Tuesday, February 01, 2011

Annotated source code

We programmers are told that reading code is a good idea. It may be good for you, but it's hard work. Jeremy Ashkenas has come up with a simple tool that makes it easier: docco. Ashkenas is also behind underscore.js and coffeescript, a dialect of javascript in which docco is written.

Interesting ways to mix prose and code have appealed to me ever since I first discovered Mathematica's live notebook, which lets you author documents that combine executable source code, typeset text and interactive graphics. For those who remember the early 90's chiefly for their potty training, running Mathematica on the Next pizza boxes was like a trip to the future. Combining the quick cycles of a Read-evaluate-print-loop with complete word processing and mathematical typesetting encourages you to keep lovely notes on your thinking and trials and errors.

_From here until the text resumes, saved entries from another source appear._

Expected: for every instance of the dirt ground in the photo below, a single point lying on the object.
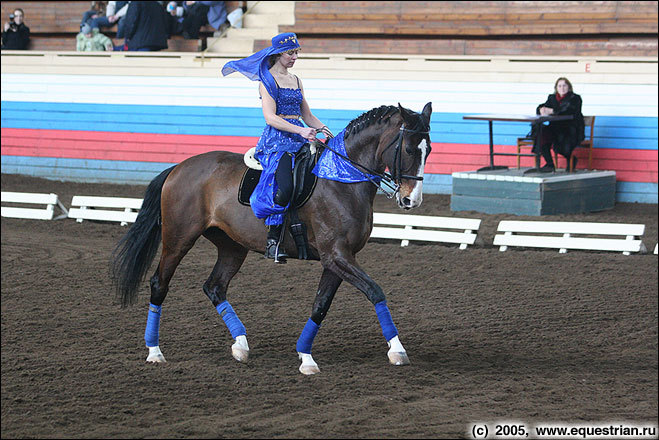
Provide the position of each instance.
(530, 336)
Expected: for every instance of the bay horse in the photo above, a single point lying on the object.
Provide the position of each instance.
(198, 197)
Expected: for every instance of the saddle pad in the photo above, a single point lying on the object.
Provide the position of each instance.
(304, 180)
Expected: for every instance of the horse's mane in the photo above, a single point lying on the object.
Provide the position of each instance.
(378, 114)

Along the same lines, there's Sweave for R and sage for Python.

Likewise, one of the great innovations of Java was Javadoc. Javadoc doesn't get nearly enough credit for the success of Java as a language. It made powerful API's like the collections classes a snap and even helped navigate the byzantine complexities of Swing and AWT.

These days, automated documentation is expected for any language. Nice examples are: RubyDoc, scaladoc, Haddock (for Haskell). Doxygen works with a number of languages. Python has pydoc, but in practice seems to rely more on the library reference. Anyway, there are a bunch, and if your favorite language doesn't have one, start coding now.

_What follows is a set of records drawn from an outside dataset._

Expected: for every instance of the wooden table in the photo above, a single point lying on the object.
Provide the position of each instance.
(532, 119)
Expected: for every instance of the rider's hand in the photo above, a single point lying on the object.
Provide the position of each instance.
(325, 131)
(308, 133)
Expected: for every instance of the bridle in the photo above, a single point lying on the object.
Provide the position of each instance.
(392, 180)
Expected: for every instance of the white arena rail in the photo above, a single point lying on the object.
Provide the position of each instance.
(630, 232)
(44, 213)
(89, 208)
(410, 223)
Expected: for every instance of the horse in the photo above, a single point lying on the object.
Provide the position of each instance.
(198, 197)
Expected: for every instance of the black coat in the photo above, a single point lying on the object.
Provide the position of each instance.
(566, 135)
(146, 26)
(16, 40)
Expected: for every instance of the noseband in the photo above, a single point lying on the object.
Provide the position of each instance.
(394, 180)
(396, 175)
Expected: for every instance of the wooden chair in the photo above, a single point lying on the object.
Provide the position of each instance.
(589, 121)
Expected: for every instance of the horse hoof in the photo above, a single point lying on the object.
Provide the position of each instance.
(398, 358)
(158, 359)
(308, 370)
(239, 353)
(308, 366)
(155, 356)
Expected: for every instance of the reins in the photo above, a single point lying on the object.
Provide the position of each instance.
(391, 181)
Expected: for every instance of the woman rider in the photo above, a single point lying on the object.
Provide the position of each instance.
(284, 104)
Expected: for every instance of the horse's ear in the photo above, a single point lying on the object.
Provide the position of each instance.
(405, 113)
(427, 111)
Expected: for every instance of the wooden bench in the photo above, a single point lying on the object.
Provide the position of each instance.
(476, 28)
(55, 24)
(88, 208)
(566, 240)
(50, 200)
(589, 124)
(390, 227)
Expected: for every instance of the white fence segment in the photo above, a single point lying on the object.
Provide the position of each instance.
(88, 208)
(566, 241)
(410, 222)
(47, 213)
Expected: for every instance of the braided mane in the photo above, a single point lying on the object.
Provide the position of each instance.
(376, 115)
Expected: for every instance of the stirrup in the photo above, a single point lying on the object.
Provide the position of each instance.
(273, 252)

The grand-daddy of these ideas is Donald Knuth's literate programming.

I believe that the time is ripe for significantly better documentation of programs, and that we can best achieve this by considering programs to be works of literature. Hence, my title: "Literate Programming."

Let us change our traditional attitude to the construction of programs: Instead of imagining that our main task is to instruct a computer what to do, let us concentrate rather on explaining to human beings what we want a computer to do.

The practitioner of literate programming can be regarded as an essayist, whose main concern is with exposition and excellence of style. Such an author, with thesaurus in hand, chooses the names of variables carefully and explains what each variable means. He or she strives for a program that is comprehensible because its concepts have been introduced in an order that is best for human understanding, using a mixture of formal and informal methods that reinforce each other.

Indeed, Ashkenas references Knuth, calling docco "quick-and-dirty, hundred-line-long, literate-programming".

This goodness needs to come to more language. There's a ruby port called rocco by Ryan Tomayko. And for Clojure there's marginalia.

I love the quick-and-dirty aspect and that will be the key to encouraging programmers to do more documentation that looks like this. I hope they build docco, or something like it, into github. Maybe one day there will be a Norton's anthology of annotated source code.

Vaguely related


  1. You forgot Roxygen for R (http://roxygen.org/)

  2. And org-mode, a plain text authoring environment for Emacs that supports ~ 30 languages, including R, for evaluation on export to PDF or HTML.


  3. There's PyLit (http://pylit.berlios.de/) and Sphinx (http://sphinx.pocoo.org/) for Python. I've been toying with making a two column layout to allow for docco style documentation out of RestructuredText.